PII Scanning and Detection

REPLACED BY CONTENT DISCOVERY

Version 1808 of the Enterprise File Fabric introduced Content Discovery, which supersedes this PII Scanning and Detection feature. Content Discovery incorporates all of the PII feature’s functionality and is upwardly compatible with version 1803’s PII detection rules. Content Discovery organises sets of content detectors into one or more Content Detection Categories, each of which contains a set of content detectors. PII is (or can be) one such Content Detection Category.

This page covers the identification and classification of PII (Personally Identifiable Information).

The Enterprise File Fabric's PII Scanning and Detection feature helps enterprise customers manage personal information by automatically detecting PII in documents and alerting the organisation’s information security specialists or other designated users to its presence.

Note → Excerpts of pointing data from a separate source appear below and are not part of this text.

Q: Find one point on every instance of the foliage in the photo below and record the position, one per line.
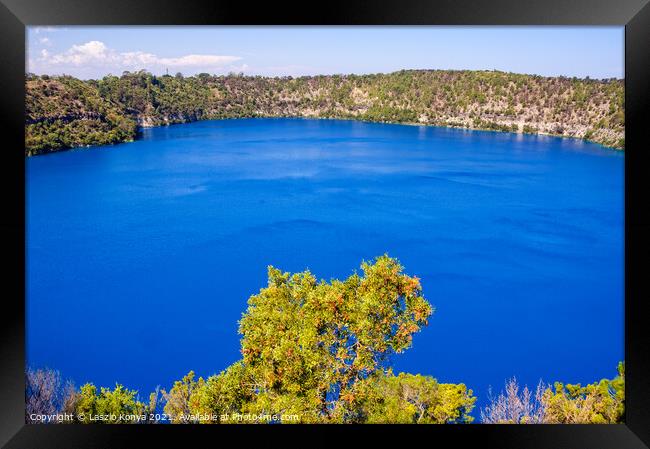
(409, 399)
(64, 112)
(598, 403)
(319, 350)
(117, 406)
(45, 393)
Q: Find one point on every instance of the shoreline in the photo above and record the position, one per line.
(465, 128)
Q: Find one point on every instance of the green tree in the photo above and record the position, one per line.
(320, 350)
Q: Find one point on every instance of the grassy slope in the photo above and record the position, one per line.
(64, 112)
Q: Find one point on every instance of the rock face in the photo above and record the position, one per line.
(64, 112)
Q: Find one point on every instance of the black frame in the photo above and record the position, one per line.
(15, 15)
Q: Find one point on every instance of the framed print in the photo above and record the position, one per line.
(414, 217)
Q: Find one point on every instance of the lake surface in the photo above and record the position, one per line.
(141, 256)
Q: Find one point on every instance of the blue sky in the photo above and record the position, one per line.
(93, 52)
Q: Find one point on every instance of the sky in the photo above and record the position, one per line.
(94, 52)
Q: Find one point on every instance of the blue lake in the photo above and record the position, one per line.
(141, 256)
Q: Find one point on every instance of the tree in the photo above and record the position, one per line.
(515, 405)
(117, 406)
(409, 399)
(320, 350)
(602, 402)
(315, 339)
(598, 403)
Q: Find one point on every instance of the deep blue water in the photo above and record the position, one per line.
(141, 256)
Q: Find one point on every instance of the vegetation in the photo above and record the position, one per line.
(598, 403)
(320, 352)
(64, 112)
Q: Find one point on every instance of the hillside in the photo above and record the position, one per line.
(64, 112)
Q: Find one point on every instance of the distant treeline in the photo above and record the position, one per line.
(320, 352)
(65, 112)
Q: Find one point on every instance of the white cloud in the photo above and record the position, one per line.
(39, 30)
(96, 55)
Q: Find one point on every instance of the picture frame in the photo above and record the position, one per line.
(15, 15)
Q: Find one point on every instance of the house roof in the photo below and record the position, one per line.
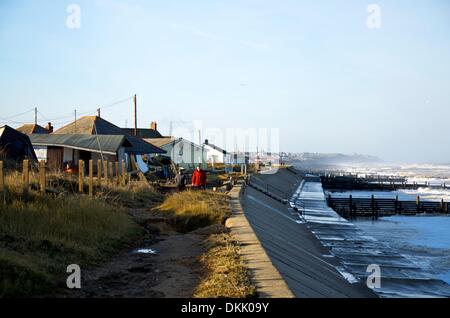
(29, 129)
(15, 145)
(215, 148)
(166, 141)
(92, 125)
(108, 144)
(144, 133)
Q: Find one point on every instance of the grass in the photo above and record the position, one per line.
(226, 274)
(189, 210)
(41, 234)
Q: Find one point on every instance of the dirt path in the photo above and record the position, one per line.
(174, 271)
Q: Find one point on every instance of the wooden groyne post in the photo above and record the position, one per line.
(105, 172)
(111, 173)
(25, 176)
(117, 173)
(124, 173)
(42, 176)
(99, 173)
(80, 175)
(418, 204)
(2, 181)
(91, 178)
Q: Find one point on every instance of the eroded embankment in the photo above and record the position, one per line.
(304, 263)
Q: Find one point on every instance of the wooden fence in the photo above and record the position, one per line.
(352, 207)
(106, 176)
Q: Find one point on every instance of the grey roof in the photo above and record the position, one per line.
(143, 132)
(215, 147)
(109, 144)
(92, 125)
(15, 145)
(141, 146)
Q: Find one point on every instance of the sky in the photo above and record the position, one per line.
(314, 70)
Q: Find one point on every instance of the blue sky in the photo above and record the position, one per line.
(310, 68)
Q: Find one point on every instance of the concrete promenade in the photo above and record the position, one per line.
(304, 263)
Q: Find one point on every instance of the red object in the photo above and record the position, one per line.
(199, 178)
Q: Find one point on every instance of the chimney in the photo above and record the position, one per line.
(49, 127)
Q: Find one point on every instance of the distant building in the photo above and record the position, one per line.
(15, 146)
(183, 152)
(215, 154)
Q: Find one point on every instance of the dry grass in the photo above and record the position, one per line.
(189, 210)
(41, 234)
(226, 275)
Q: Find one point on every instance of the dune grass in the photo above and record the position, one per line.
(41, 234)
(189, 210)
(226, 274)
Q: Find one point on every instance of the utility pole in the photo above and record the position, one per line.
(135, 115)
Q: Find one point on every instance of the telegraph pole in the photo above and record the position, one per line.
(135, 115)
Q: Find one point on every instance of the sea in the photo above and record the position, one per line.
(424, 240)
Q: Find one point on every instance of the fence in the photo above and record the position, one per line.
(352, 207)
(107, 176)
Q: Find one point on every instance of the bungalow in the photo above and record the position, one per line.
(61, 151)
(15, 146)
(145, 133)
(216, 154)
(95, 125)
(183, 152)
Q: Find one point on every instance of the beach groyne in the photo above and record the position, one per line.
(306, 266)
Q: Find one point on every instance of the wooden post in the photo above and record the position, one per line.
(396, 205)
(105, 172)
(26, 175)
(80, 175)
(42, 176)
(372, 205)
(418, 204)
(91, 178)
(124, 173)
(2, 178)
(117, 173)
(350, 204)
(99, 173)
(111, 173)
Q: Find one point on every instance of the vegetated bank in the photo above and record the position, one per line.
(41, 234)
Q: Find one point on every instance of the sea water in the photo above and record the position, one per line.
(425, 240)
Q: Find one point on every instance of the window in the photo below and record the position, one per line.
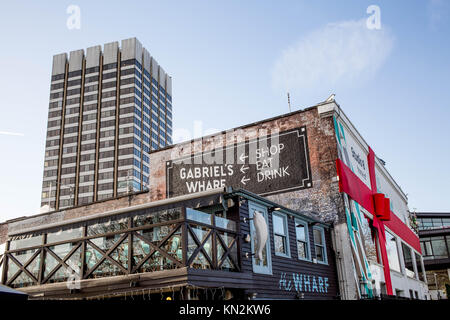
(301, 231)
(265, 264)
(319, 245)
(434, 247)
(392, 252)
(407, 257)
(280, 234)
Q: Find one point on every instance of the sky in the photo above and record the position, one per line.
(232, 63)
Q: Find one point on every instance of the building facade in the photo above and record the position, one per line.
(108, 109)
(434, 233)
(311, 164)
(324, 169)
(197, 246)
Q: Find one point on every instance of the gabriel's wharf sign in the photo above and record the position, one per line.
(270, 164)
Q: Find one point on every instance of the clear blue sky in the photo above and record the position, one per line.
(228, 60)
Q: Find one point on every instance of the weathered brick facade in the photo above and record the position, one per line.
(322, 200)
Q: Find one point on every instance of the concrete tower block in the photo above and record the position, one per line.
(155, 67)
(110, 52)
(59, 63)
(147, 60)
(76, 60)
(169, 85)
(162, 77)
(93, 56)
(131, 49)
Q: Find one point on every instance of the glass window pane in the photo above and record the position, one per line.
(301, 232)
(317, 236)
(367, 240)
(392, 252)
(439, 248)
(419, 267)
(278, 224)
(301, 248)
(157, 217)
(111, 225)
(280, 245)
(320, 254)
(198, 216)
(225, 223)
(407, 257)
(62, 235)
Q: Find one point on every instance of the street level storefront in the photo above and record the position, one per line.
(201, 246)
(314, 161)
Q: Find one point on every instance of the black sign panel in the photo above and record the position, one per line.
(267, 165)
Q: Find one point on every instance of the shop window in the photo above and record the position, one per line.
(368, 241)
(319, 245)
(302, 235)
(280, 234)
(263, 265)
(392, 252)
(419, 266)
(407, 258)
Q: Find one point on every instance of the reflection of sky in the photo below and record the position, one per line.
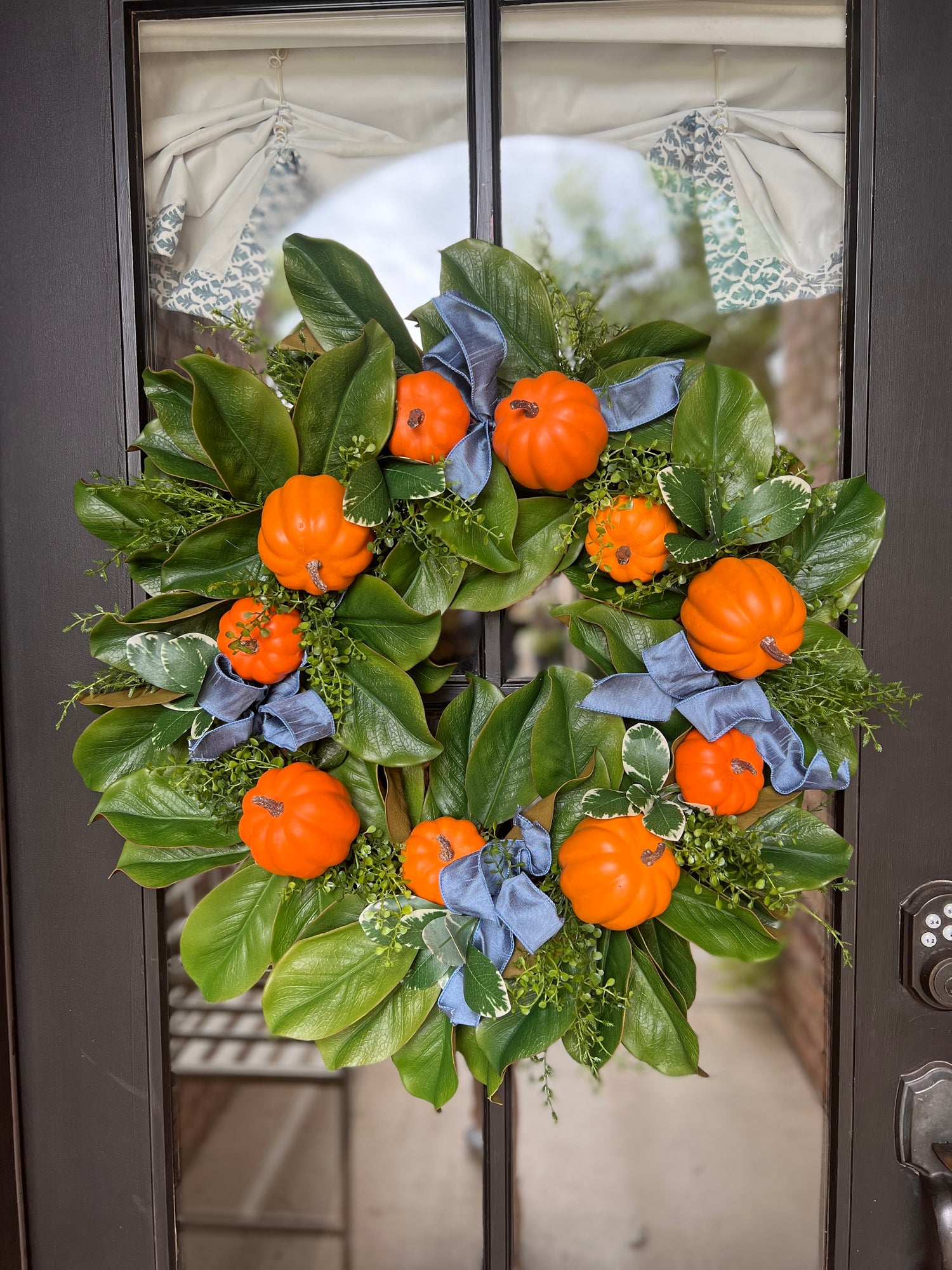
(402, 214)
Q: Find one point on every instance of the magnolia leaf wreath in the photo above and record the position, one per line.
(539, 869)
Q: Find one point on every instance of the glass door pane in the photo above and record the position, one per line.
(348, 128)
(686, 167)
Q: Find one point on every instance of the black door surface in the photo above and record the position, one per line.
(86, 1165)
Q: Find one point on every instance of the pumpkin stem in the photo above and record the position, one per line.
(770, 646)
(271, 805)
(529, 408)
(742, 765)
(314, 568)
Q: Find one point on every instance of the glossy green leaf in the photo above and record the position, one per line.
(723, 426)
(484, 531)
(338, 294)
(243, 427)
(516, 295)
(375, 614)
(833, 547)
(685, 492)
(539, 543)
(565, 737)
(328, 982)
(427, 1064)
(347, 394)
(227, 942)
(722, 932)
(162, 867)
(805, 853)
(499, 772)
(384, 721)
(147, 807)
(171, 397)
(653, 340)
(122, 741)
(380, 1033)
(656, 1031)
(521, 1036)
(219, 559)
(459, 727)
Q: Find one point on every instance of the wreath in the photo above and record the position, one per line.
(540, 868)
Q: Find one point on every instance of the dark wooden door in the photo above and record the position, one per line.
(84, 1178)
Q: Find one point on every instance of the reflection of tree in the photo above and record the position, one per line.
(624, 269)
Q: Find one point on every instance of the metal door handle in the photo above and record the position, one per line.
(923, 1133)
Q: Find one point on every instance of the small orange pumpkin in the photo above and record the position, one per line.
(307, 540)
(743, 618)
(431, 417)
(550, 432)
(628, 539)
(431, 846)
(299, 821)
(725, 775)
(260, 643)
(616, 874)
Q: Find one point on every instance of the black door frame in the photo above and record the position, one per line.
(89, 1084)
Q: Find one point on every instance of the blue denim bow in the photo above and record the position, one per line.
(282, 713)
(677, 681)
(493, 886)
(470, 358)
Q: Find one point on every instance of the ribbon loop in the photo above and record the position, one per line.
(677, 681)
(282, 714)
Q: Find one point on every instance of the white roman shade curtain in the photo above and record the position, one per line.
(247, 121)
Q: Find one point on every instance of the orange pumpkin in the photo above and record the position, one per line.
(260, 643)
(299, 821)
(743, 618)
(725, 775)
(616, 874)
(628, 539)
(305, 539)
(550, 432)
(431, 417)
(431, 846)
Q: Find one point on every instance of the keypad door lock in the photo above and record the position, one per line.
(926, 944)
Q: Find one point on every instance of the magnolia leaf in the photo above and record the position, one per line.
(484, 989)
(647, 756)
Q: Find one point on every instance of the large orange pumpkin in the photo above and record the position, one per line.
(725, 775)
(260, 643)
(431, 417)
(431, 848)
(628, 539)
(305, 539)
(299, 821)
(550, 432)
(743, 618)
(616, 874)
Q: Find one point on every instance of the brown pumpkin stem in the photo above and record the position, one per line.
(775, 652)
(271, 805)
(529, 408)
(742, 765)
(314, 568)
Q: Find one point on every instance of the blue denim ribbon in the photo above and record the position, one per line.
(281, 713)
(677, 681)
(470, 358)
(493, 885)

Under GDPR and other data privacy regulations, businesses face increasing regulatory responsibilities to secure the personal data they collect from customers and others. For an organisation with substantial data assets, one of the challenges associated with ensuring that personally identifiable information (PII) is managed appropriately is knowing where that data resides in their systems.

Applied to:

  • Enterprise File Fabric Appliance [Add-On] (until v1803)

Scanning

The PII Scanning and Detection feature works by scanning documents when they are added or updated. Documents are searched using a configurable set of rules, looking for personal information such as telephone numbers, email addresses and national identity numbers.

Tagging

Files in which personal information is found are classified as PII with the types of PII data that they contain. Users with appropriate permissions can see the PII that has been found in a document on the “info” tab for that document:

Notifications

Users are notified when documents with PII are uploaded or shared.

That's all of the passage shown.